To the extent required, the shares of our common stock to be sold, the name of the selling stockholder, the respective purchase prices and public offering prices, the names of any agent, dealer or underwriter, and any applicable commissions or discounts with respect to a particular offer will be set forth in an accompanying prospectus supplement or, if appropriate, a post-effective amendment to the registration statement that includes this prospectus.
In order to comply with the securities laws of some states, if applicable, the common stock may be sold in these jurisdictions only through registered or licensed brokers or dealers. In addition, in some states the common stock may not be sold unless it has been registered or qualified for sale or an exemption from registration or qualification requirements is available and is complied with.
We have advised the selling stockholder that the anti-manipulation rules of Regulation M under the Exchange Act may apply to sales of shares in the market and to the activities of the selling stockholder and its affiliates.
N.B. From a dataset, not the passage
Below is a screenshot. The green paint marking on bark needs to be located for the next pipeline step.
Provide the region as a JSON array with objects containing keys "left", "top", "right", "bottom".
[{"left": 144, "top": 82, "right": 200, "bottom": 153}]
In addition, to the extent applicable, we will make copies of this prospectus (as it may be supplemented or amended from time to time) available to the selling stockholder for the purpose of satisfying the prospectus delivery requirements of the Securities Act. The selling stockholder may indemnify any broker-dealer that participates in transactions involving the sale of the shares against certain liabilities, including liabilities arising under the Securities Act.
We have agreed to indemnify the selling stockholder against certain liabilities, including liabilities under the Securities Act and state securities laws, relating to the registration of the shares offered by this prospectus.
We have agreed with the selling stockholder to use commercially reasonable efforts to cause the registration statement of which this prospectus constitutes a part to become effective and to remain continuously effective until the earlier of: (i) the date on which the selling stockholder shall have resold or otherwise disposed of all the shares covered by this prospectus and (ii) the date on which the shares covered by this prospectus no longer constitute “Registrable Securities” as such term is defined in the Registration Rights Agreement, such that they may be resold by the selling stockholder without registration and without regard to any volume or manner-of-sale limitations and without current public information pursuant to Rule 144 under the Securities Act or any other rule of similar effect.